KPAI: Tak Ada Bangsa yang Besar Tanpa Peran Guru

JAKARTA – Ketua Komisi Perlindungan Anak Indonesia (KPAI) Susanto mengatakan guru dengan peradaban masa depan tak dapat dipisahkan. Menurutnya, sebuah bangsa tak dapat menjadi besar tanpa peran guru.

“Kondisi guru saat ini akan menghasilkan potret anak bangsa 15 tahun, hingga ratusan tahun ke depan. Muliakan guru, agar namanya tetap harum. Karena, tak ada bangsa yang besar tanpa peran seorang guru,” kata Susanto lewat keterangan tertulisnya, Kamis (23/11/2017).

Menurutnya, jika Indonesia serius mengelola guru, secara tidak langsung kualitas generasi bangsa sedang dipersiapkan. Memperhatikan keadaan guru, lanjutnya, ialah investasi besar untuk mencetak kehandalan anak negeri.

“Investasi pada masa depan, (ialah) investasi pada guru. Guru adalah investasi untuk masa depan anak untuk negara,” ujarnya.

Peningkatan kesejahteraan sudah dapat dialami, salah satunya oleh guru PNS di DKI Jakarta. Meski deimikan, masih banyak pula guru honorer dan guru di sekolah swasta yang masih harus berjuang keras.

Mereka masih bersusah payah mendidik anak terutama di pelosok desa, jauh dari peradaban, bahan ajar terbatas, sumber pengetahuan minim, ditambah upah yang tak sebanding dengan perjuangannya mendidik anak negeri. Susanto berpendapat guru-guru tersebut juga mesti mendapatkan perhatian.

“Bayangkan, saat ini masih ada guru yang pekerjaannya begitu mulia, digaji Rp 200 – 350 ribu per bulan. Tetapi nafas perjuangannya untuk mendidik anak tak padam. Belum tahu pasti, mengapa guru-guru ini tetap betah mengabdi, di tengah biaya hidup yang tidak ringan. Yang pasti, dedikasi guru-guru ini sangat besar bagi anak bangsa,” tuturnya.

Susanto mengatakan, hal tersebut jadi tantangan mewujudkan guru ramah anak. Menurutnya, faktor terbesar mewujudkan guru ramah anak ialah kualitas cara berpikir.

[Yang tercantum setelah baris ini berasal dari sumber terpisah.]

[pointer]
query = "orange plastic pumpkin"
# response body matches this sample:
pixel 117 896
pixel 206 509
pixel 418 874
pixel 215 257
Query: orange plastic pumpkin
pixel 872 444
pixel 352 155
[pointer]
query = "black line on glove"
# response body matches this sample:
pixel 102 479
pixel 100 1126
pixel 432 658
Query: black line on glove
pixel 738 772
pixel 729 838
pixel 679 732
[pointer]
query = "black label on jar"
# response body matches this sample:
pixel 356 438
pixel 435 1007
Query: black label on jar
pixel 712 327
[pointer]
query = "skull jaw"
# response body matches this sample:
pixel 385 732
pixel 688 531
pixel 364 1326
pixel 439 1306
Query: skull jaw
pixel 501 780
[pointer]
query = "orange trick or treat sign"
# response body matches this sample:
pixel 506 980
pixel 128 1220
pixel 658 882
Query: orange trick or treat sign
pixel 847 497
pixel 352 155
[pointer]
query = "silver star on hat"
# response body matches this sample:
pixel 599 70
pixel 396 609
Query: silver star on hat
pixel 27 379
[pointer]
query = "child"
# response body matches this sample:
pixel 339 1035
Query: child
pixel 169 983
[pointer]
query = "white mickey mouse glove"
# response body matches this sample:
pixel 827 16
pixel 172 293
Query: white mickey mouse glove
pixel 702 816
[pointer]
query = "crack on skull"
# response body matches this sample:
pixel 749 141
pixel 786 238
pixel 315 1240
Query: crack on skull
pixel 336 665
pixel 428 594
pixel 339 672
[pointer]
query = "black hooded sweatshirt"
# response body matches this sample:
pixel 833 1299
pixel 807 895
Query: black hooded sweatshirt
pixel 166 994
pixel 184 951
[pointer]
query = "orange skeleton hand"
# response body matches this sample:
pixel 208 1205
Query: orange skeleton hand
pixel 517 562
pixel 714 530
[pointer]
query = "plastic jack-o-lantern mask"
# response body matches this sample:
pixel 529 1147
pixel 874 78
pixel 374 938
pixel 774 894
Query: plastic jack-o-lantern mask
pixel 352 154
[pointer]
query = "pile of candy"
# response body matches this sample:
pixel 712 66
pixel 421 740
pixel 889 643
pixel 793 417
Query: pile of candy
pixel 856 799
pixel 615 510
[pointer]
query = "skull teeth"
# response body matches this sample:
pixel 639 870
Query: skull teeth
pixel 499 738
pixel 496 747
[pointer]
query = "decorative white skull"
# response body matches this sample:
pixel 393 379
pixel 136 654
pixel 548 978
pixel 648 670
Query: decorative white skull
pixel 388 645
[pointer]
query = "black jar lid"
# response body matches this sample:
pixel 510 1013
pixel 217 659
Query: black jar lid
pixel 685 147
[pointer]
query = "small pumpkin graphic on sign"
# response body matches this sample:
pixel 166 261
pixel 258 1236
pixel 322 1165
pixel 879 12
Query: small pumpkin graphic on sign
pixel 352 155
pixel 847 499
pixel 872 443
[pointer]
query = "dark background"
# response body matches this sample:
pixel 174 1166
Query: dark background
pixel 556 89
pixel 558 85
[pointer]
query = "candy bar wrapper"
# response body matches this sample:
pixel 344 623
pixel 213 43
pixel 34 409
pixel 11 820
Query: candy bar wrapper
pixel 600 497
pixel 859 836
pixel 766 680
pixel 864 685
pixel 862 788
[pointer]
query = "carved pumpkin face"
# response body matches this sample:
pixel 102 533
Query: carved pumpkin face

Lemahnya ekonomi guru juga berdampak pada performa guru Indonesia. Hal ini berpotensi melemahkan kualitas anak bangsa ke depan.

“Problem anak semakin kompleks, seiring dengan pesatnya perkembangan teknologi dan informasi yang tak terbendung. Bullying, kejahatan pornografi, trafficking, kejahatan berbasis cyber bahkan radikalisme telah menjadi penyakit baru yang jika guru tak mampu mendeteksi dan mencegah,” ungkapnya.